14. (1) Впрочем, Аминандр, не слишком доверяя собственным воинам, попросил консула о небольшом подкреплении. Он направился к Гомфам, но сначала взял приступом Феку – город, расположенный между Гомфами и тем узким ущельем, что отделяет Фессалию от Афамании. (2) Затем он подступил к Гомфам: их жители в течение нескольких дней всеми силами защищали свой город, и только когда к его стенам были уже приставлены лестницы, страх принудил их к сдаче. (3) Падение Гомфов повергло фессалийцев в великий ужас. После этого сдались Аргенты, Фериний, Тимар, Лигины, Стримон, Лампс и с ними другие безвестные крепости. (4) Итак, македонская опасность была устранена, но чужой победой воспользовались к своей выгоде афаманы и этолийцы: теперь Фессалию опустошали уже целых три войска, так что невозможно было понять, где враг, где союзник. (5) А консул двинулся в земли Эпира, поскольку бегство врага открыло ему дорогу через ущелье. Он хорошо понимал, чью сторону держали эпирцы, за исключением их предводителя Харопа. (6) В том, как усердно эпирцы выполняют приказы, консулу виделось их стремление загладить свою вину; считая, что надо судить о них по нынешним, а не прошлым поступкам, он завоевал их расположение на будущее уже тем, как легко простил их. (7) Затем он отправил гонцов на Коркиру с приказанием, чтобы грузовые суда плыли в Амбракийский залив, а сам небольшими переходами двинулся вперед и на четвертый день разбил лагерь на горе Керкетий. Туда он вызвал Аминандра с его вспомогательным войском, (8) нуждаясь не столько в военной силе, сколько в проводниках в Фессалию. Того же ради приняты были во вспомогательные части и многочисленные добровольцы из эпирцев.

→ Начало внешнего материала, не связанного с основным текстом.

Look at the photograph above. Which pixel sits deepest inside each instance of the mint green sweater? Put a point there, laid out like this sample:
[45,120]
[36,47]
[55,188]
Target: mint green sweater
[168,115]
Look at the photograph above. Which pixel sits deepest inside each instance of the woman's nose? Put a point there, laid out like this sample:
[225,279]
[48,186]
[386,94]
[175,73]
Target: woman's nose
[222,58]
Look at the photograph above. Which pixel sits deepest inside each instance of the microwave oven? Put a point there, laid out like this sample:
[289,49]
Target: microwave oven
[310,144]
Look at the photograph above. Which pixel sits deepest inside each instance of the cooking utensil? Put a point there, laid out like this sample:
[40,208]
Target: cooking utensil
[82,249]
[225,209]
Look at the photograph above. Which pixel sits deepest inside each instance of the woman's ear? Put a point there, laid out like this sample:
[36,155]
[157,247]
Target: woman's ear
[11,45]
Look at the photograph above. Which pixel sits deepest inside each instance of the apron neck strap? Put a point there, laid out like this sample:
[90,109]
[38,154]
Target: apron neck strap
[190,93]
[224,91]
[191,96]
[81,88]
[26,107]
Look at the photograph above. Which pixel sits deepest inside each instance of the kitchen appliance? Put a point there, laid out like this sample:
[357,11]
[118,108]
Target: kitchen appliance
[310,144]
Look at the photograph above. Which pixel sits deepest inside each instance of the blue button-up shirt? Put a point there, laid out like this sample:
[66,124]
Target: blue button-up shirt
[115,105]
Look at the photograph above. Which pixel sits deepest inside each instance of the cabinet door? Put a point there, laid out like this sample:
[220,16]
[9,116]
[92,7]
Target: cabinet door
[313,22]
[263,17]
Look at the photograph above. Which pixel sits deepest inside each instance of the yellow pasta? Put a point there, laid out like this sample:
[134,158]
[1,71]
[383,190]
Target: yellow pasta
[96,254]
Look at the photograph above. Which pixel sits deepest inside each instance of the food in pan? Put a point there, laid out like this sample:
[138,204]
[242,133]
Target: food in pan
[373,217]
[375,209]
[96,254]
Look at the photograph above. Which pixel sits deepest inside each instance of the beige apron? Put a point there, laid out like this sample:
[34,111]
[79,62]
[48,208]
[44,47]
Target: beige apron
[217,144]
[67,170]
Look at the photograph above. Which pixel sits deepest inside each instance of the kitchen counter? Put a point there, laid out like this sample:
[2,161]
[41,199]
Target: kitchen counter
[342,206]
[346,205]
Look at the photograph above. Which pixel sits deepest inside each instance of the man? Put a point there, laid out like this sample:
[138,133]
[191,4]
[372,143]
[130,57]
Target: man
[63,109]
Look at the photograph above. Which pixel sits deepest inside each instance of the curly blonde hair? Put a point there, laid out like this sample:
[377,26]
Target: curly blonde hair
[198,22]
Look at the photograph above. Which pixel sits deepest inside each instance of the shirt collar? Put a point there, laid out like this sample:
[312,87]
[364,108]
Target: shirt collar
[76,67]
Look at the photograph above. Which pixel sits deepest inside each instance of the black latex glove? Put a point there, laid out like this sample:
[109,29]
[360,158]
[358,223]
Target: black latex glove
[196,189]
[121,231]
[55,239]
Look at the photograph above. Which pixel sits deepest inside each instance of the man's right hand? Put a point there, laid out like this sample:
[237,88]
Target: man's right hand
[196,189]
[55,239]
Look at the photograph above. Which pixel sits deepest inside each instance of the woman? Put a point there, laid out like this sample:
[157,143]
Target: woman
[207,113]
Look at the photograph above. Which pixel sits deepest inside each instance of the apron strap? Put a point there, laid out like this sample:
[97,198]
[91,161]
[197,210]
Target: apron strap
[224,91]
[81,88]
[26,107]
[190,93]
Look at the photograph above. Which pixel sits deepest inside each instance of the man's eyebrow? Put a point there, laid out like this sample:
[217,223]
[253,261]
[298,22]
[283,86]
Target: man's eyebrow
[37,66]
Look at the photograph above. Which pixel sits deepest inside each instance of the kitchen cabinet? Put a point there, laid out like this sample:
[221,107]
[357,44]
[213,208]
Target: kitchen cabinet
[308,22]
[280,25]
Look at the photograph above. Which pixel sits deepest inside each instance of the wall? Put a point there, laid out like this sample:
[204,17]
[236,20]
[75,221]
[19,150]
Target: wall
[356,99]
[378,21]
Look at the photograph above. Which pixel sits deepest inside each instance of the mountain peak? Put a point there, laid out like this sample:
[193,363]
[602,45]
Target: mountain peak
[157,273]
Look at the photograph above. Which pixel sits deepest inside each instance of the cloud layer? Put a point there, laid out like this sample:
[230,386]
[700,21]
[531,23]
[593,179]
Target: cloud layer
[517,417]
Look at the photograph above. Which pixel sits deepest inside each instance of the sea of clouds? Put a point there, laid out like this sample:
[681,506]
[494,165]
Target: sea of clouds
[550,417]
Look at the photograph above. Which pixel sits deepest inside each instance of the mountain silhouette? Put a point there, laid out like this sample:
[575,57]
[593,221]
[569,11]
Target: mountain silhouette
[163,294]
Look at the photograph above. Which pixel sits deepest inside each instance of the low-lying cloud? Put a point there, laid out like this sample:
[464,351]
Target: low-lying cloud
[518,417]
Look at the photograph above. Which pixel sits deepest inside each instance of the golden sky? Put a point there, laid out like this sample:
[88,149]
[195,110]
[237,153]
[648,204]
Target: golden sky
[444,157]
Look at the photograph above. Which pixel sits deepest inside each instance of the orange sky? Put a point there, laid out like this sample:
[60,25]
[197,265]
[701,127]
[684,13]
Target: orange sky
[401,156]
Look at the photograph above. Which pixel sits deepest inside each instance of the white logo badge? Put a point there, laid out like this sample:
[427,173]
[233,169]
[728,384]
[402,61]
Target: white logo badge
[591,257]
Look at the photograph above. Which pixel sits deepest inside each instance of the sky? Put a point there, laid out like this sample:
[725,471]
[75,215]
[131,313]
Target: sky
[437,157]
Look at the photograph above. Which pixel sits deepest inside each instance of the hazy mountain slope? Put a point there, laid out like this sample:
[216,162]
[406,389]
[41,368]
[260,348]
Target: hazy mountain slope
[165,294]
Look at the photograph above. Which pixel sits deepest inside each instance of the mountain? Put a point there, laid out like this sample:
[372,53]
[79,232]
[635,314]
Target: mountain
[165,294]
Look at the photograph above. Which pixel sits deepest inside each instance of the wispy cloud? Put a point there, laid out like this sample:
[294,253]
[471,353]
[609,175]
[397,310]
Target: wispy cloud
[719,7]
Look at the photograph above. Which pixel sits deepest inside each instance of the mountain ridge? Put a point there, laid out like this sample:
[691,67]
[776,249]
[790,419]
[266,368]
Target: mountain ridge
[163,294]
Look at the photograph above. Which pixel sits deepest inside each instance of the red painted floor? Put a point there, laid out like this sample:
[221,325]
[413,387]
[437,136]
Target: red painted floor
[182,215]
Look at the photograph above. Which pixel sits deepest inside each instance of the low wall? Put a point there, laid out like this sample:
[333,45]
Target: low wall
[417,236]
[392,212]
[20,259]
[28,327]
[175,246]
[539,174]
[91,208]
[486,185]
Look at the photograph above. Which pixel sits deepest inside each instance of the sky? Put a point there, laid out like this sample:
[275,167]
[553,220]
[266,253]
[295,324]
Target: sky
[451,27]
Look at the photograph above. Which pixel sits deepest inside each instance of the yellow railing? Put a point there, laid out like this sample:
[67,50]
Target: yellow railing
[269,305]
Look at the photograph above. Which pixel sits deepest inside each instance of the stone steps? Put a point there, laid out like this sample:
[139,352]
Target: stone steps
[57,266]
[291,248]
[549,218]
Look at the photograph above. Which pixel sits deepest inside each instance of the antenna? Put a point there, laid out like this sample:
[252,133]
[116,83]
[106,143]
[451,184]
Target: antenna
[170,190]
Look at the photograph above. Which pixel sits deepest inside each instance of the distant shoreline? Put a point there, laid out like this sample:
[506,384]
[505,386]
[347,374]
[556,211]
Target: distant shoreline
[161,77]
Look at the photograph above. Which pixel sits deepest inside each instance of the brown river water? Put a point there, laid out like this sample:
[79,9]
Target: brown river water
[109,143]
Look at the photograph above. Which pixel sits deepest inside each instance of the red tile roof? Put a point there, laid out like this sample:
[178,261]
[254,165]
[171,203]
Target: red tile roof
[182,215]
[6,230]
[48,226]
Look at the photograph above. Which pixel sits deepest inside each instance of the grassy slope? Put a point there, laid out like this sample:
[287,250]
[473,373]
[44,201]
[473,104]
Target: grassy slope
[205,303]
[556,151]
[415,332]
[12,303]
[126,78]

15. (1) Первым фессалийским городом, на который он напал, была Фалория. Ее гарнизон состоял из двух тысяч македонян, которые поначалу оказали ожесточенное сопротивление, используя как стены, так и оружие. (2) Но консул продолжал осаду, не прерывая ее ни днем, ни ночью, поскольку был уверен, что если первый же город не устоит перед римской мощью, то это сразу скажется на настроениях остальных фессалийцев. И ему удалось преодолеть упорство македонян. (3) Когда пала Фалория, явились посланцы от Метрополя и Киерия, извещая о сдаче этих городов и моля о прощении, которое им и даровали. Фалория же была подожжена и разграблена. (4) Затем консул пошел к Эгинию[3485], но убедился, что благодаря своему неприступному положению этот город может оставаться в безопасности даже с небольшим гарнизоном. Тогда, метнув лишь несколько дротиков в сторону ближайшей заставы, Квинкций повернул с войском в окрестности Гомфов. (5) К тому времени как римляне спустились в доля Фессалии, у них уже вышли все припасы, поскольку консул не велел трогать поля эпирцев. Разузнав сначала, где стоят грузовые суда, в Левкаде или в Амбракийском заливе, он стал посылать по очереди когорты в Амбракию за продовольствием[3486]. (6) Из Гомфов к Амбракии есть путь, но он столь же краток, сколь тернист и труден. И вот, поскольку с моря к тому времени было подвезено продовольствие, через несколько дней в лагере стало всего в избытке. (7) Затем консул пошел к Атраку, расположенному примерно в десяти милях от Ларисы[3487], что стоит над рекой Пеней. (8) Жители ее ведут происхождение из Перребии. (9) Фессалийцы не слишком испугались первого появления римлян. Что касается Филиппа, то сам он не решался вступить в Фессалию и, разбив лагерь в Темпейской долине[3488], от случая к случаю посылал подмогу туда, где появлялся враг.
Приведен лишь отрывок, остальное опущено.